Inherent Vice

Caught up with Paul Thomas Anderson’s new movie Inherent Vice, based on a book (that I have not read) by Thomas Pynchon. It’s a long – very long – rambling incoherent movie that I’d call a complete mess if that wasn’t the point.

It’s ostensibly a gumshoe movie set in 1970 where a hipper, druggy licensed PI named Doc (who works out of a doctor’s office) played here by a mutton-chopped Joaquin Phoenix is theoretically investigating a… crime? Maybe? He’s doing something that involves crime, kidnapping, heroin, or something…

Based on reviews of the movie (and the book), this movie isn’t supposed to make a damn bit of sense which is good because I got lost in the plot and maybe thought I’d fallen asleep as missed something. But, no, nobody really seems to understand what was going on and that was intentional. You have to unload a brief case full of patience to power through this movie.

It’s kind of a comedy – there are some funny, obscure, and surreal comedic moments but they were very rare and completely random. I have the feeling that maybe they thought the movie was more consistently funny than it was… or, then again, maybe they didn’t… maybe they decided to randomly toss in some head-scratching jokes just to mess with the audience.

It’s kind of a detective story except the plot is incoherent and it keeps introducing new, unrelated crimes and characters and forgetting old ones. It’s hard to invest in a mystery when the characters and the script don’t invest in them either. There’s nothing solved…. or rather, maybe there is… but I’m not sure what part was solved… or if it had anything to do with the original case.

It’s kind of a stoner comedy except it’s so draggy that I think stoners would get distracted and bored waiting for the weird to happen. Part of the problem is Joaquin Phoenix is deeply miscast… the movie seems to maybe want to be a more serious Big Lewbowski and it needed someone a little more straight than Jeff Bridges but certainly more blitzed than Phoenix. Phoenix, for my money, brought nothing to the role… except maybe during the occasional bits of comedy where he could scream randomly or do a funny pratfall.

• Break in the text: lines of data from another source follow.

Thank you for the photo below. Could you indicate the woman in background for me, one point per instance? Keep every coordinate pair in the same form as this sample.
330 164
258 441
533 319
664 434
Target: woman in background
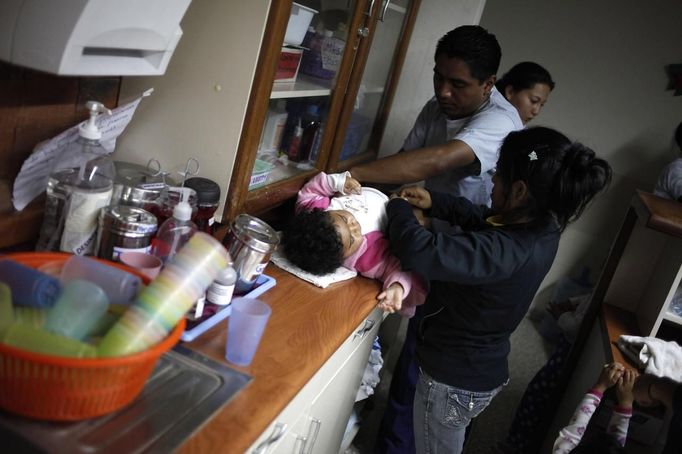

It’s got a big cast… Joaquin Phoenix, Reese Witherspoon, Benicio Del Toro, Josh Brolan, Eric Roberts, Maya Rudolph, Martin Short (?), and a few others… most with fairly small parts. Josh Brolin plays an LA cop named Big Foot who is pretty amusing but I’m not entirely convinced he was a real person. Probably was… but possibly some of his scenes were figments of the imagination.

Or maybe not. Who knows?

I wish I could recommend this movie for just being weird. But it’s impossible given its 2+ hour run time and deep desire to just be about nothing while telling an incomprehensible story that just made me wish the movie was over. And it could have ended at any point, near as I could tell, and it would have made no real difference to the story. That’s a problem.